TÜRKİYE CUMHURİYETİ |
ANAYASA MAHKEMESİ |
|
|
İKİNCİ BÖLÜM |
|
KARAR |
|
ADEM GÜLMEZ VE DİĞERLERİ BAŞVURUSU |
(Başvuru Numarası: 2019/777) |
|
Karar Tarihi: 13/10/2020 |
|
İKİNCİ BÖLÜM |
|
KARAR |
|
Başkan |
: |
Kadir ÖZKAYA |
Üyeler |
: |
M. Emin KUZ |
|
|
Rıdvan GÜLEÇ |
|
|
Yıldız SEFERİNOĞLU |
|
|
Basri BAĞCI |
Raportör |
: |
Hikmet Murat AKKAYA |
Başvurucular |
: |
1. Adem GÜLMEZ |
|
|
2. Celal ŞAHİN |
|
|
3. Mehmet Arif ŞAHİN |
Başvurucular Vekili |
: |
Av. Cihad ALTUN |
I. BAŞVURUNUN KONUSU
1. Başvuru, yargılamanın uzun sürmesi nedeniyle makul sürede yargılanma hakkının ihlal edildiği iddiasına ilişkindir.
II. BAŞVURU SÜRECİ
2. Başvuru 28/12/2018 tarihinde yapılmıştır.

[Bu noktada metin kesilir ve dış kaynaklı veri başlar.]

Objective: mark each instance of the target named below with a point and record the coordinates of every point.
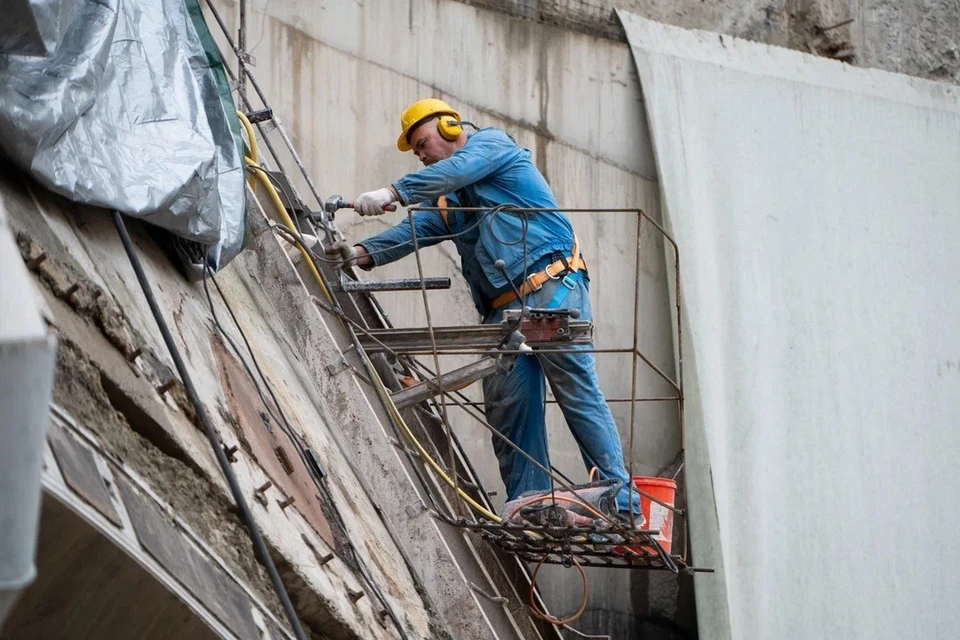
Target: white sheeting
(817, 209)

3. Başvuru, başvuru formu ve eklerinin idari yönden yapılan ön incelemesinden sonra Komisyona sunulmuştur.
4. Komisyonca başvurunun kabul edilebilirlik incelemesinin Bölüm tarafından yapılmasına karar verilmiştir.
5. Bölüm Başkanı tarafından başvurunun kabul edilebilirlik ve esas incelemesinin birlikte yapılmasına karar verilmiştir.

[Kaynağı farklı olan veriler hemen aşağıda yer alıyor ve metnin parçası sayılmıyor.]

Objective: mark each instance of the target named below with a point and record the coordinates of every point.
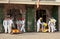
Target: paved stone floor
(31, 36)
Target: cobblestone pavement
(31, 36)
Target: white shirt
(39, 22)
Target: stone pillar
(59, 17)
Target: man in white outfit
(10, 22)
(7, 23)
(51, 25)
(38, 24)
(23, 25)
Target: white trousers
(7, 28)
(38, 27)
(23, 28)
(51, 28)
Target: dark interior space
(41, 13)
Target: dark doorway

6. Başvuru belgelerinin bir örneği bilgi için Adalet Bakanlığına (Bakanlık) gönderilmiştir. Bakanlık görüş bildirmemiştir.
III. OLAY VE OLGULAR
7. Başvuru formu ve eklerinde ifade edildiği şekliyle ilgili olaylar özetle şöyledir:
8. Batman Cumhuriyet Başsavcılığınca görevli memura mukavemet suçu kapsamında başvurucular hakkında 2/5/2003 tarihinde iddianame düzenlenmiştir.

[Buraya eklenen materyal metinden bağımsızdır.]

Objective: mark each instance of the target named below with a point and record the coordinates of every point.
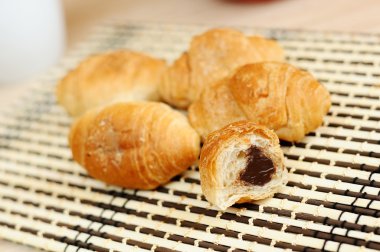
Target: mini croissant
(240, 163)
(277, 95)
(212, 56)
(111, 77)
(135, 145)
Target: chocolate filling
(259, 168)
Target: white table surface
(338, 15)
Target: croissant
(135, 145)
(240, 163)
(283, 98)
(110, 77)
(212, 56)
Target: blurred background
(36, 34)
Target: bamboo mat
(330, 203)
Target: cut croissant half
(241, 162)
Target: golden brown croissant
(110, 77)
(290, 101)
(212, 56)
(240, 163)
(135, 145)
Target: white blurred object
(32, 38)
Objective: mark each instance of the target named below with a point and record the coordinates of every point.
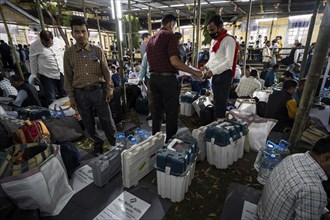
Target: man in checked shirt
(88, 84)
(294, 189)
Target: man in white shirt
(46, 61)
(220, 64)
(266, 55)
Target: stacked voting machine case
(175, 166)
(225, 143)
(107, 166)
(186, 101)
(139, 159)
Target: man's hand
(73, 103)
(326, 216)
(36, 81)
(198, 74)
(108, 96)
(208, 74)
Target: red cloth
(216, 46)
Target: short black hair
(254, 73)
(287, 74)
(16, 78)
(178, 35)
(322, 146)
(168, 18)
(145, 35)
(276, 66)
(217, 20)
(288, 84)
(78, 22)
(46, 35)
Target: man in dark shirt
(162, 50)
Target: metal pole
(98, 28)
(41, 17)
(246, 36)
(314, 74)
(130, 44)
(13, 49)
(309, 38)
(120, 53)
(193, 62)
(199, 12)
(149, 19)
(84, 10)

9. Yapılan duruşmalar sonunda Batman 1. Asliye Ceza Mahkemesi, başvurucuların üzerine atılı suçun 1/3/1926 tarihli ve 765 sayılı mülga Türk Ceza Kanunu"nun 102. ve 104. maddelerinde yer alan hükümler gereği zamanaşımı nedeniyle düşmesine ilişkin karar vermiştir. 5/11/2010 tarihli hüküm, Cumhuriyet savcısının huzurunda ve başvurucuların bulunmadığı celsede karara bağlanmıştır. Kararın başvuruculara tebliğinden itibaren yedi gün içerisinde temyiz edilebileceği hükmün son kısmında belirtilmektedir.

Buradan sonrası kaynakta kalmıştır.